The manuscript integrates occasional Persian marginal notes recording counts and reading markers, including verse tallies and pauses, aligned with the Arabic text. An early trade note in 1939 tentatively proposed a Maldives connection on stylistic grounds; however, the burnished Indian paper, the red and black ruling, the mixture of naskh with kufic-style headings, and above all the elaborate gilt binding are consistent with Indian production. The textual tradition follows Hafs an-Asim with the Kufan verse count, and the manuscript concludes with the South Asian dua khatm al-Quran, the devotional close characteristic of the Indian recitational milieu.

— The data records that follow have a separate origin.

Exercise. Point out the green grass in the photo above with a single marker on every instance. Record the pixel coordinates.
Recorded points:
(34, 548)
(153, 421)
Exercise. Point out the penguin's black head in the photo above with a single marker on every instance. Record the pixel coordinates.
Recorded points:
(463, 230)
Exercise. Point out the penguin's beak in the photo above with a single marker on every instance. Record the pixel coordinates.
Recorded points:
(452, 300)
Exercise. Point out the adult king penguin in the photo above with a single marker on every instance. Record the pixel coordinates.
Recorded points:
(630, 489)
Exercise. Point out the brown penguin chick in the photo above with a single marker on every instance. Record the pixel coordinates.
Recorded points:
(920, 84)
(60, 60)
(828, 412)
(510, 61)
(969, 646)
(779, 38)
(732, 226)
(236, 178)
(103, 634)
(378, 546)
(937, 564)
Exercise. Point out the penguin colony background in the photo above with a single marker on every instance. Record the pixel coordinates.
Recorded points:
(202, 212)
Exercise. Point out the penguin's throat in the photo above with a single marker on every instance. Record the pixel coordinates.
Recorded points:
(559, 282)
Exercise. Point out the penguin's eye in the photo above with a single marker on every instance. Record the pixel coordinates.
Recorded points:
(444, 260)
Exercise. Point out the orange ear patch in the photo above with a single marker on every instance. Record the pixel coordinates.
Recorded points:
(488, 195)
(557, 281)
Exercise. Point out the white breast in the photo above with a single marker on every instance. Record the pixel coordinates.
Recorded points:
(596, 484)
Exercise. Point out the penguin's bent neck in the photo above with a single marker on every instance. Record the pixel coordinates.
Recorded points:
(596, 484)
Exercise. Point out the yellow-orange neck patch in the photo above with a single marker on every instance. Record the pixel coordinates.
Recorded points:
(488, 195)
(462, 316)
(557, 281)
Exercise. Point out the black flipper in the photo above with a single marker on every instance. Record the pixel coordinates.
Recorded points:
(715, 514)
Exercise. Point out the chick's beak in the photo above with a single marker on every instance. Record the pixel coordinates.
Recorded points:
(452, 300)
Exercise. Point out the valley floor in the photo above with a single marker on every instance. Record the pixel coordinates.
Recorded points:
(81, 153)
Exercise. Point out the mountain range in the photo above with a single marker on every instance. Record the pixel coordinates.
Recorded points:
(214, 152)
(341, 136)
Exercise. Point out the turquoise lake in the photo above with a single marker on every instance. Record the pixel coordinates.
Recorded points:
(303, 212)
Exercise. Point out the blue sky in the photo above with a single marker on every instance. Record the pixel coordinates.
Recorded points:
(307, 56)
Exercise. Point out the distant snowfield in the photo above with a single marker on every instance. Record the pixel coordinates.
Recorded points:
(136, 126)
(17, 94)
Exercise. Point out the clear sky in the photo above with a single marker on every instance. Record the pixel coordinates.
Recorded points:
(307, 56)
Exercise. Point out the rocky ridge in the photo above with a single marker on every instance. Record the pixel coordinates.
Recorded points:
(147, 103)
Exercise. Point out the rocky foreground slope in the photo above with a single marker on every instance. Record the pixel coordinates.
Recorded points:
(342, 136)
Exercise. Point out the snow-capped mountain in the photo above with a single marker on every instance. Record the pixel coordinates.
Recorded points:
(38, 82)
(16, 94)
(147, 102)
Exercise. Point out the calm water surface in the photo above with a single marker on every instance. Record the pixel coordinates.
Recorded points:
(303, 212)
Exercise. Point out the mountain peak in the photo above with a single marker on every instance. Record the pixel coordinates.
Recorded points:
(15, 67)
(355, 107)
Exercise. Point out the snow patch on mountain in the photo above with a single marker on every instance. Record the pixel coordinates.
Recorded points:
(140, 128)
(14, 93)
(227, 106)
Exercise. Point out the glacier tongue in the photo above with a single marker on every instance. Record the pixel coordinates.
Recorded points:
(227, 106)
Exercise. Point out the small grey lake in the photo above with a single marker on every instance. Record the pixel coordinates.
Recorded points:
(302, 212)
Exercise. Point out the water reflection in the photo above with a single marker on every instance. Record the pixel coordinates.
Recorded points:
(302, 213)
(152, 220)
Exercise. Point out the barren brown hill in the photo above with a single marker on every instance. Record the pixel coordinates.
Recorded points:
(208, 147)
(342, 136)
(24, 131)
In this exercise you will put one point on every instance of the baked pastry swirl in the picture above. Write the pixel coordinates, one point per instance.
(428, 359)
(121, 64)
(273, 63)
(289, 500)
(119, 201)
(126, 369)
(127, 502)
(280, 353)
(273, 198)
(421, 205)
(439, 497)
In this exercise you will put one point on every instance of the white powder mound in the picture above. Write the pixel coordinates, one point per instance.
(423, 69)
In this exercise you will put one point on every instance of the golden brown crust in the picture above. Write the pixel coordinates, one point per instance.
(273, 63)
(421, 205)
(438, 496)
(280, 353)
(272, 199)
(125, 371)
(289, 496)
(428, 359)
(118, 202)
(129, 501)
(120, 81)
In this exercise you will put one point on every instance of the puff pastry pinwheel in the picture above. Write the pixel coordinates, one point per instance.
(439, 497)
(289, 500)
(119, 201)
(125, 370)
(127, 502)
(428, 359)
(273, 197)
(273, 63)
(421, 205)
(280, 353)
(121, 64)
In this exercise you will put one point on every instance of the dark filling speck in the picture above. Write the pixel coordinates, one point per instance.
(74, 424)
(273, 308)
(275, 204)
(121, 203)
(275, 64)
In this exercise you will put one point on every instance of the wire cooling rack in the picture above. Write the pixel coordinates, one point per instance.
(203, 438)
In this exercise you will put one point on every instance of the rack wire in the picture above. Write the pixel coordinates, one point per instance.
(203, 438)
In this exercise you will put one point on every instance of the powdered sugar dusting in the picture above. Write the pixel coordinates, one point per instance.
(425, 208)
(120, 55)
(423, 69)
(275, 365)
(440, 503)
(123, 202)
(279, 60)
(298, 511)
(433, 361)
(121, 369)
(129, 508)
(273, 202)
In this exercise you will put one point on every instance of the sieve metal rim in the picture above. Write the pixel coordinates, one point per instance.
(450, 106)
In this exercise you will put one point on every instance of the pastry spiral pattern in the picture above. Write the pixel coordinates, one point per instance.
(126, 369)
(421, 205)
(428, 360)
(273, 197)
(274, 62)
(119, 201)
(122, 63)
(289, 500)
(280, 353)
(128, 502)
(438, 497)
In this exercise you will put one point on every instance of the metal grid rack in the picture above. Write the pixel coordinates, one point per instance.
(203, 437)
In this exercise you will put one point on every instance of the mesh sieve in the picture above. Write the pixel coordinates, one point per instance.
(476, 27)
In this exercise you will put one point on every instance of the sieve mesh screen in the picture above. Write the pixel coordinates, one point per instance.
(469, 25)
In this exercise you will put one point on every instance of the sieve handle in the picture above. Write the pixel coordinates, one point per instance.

Traced from its South Asian context into Amsterdam, where it entered the European market from Van Gogh’s library in 1918 and later passed through Maggs Bros in 1939 and 1940, the volume offers a concrete link between Indian craftsmanship, Persian scholarly notation, and European collecting, uniting script, binding, and provenance into a coherent object history.

Provenance

Vincent van Gogh (1866-1911), Amsterdam art dealer and bibliophile, cousin of the painter; with his etched ex-libris by Marius Bauer (1867-1932). Sold at the dispersal of his private library, Amsterdam, 15-16 January 1918, lot 12. Subsequently Maggs Bros., London (catalogued 1939 and 1940). Later private collection.

Condition

Very well preserved, crisp and clean overall; occasional light browning and foxing; a few minor marginal smudges; binding sound with only light wear to extremities. In excellent condition.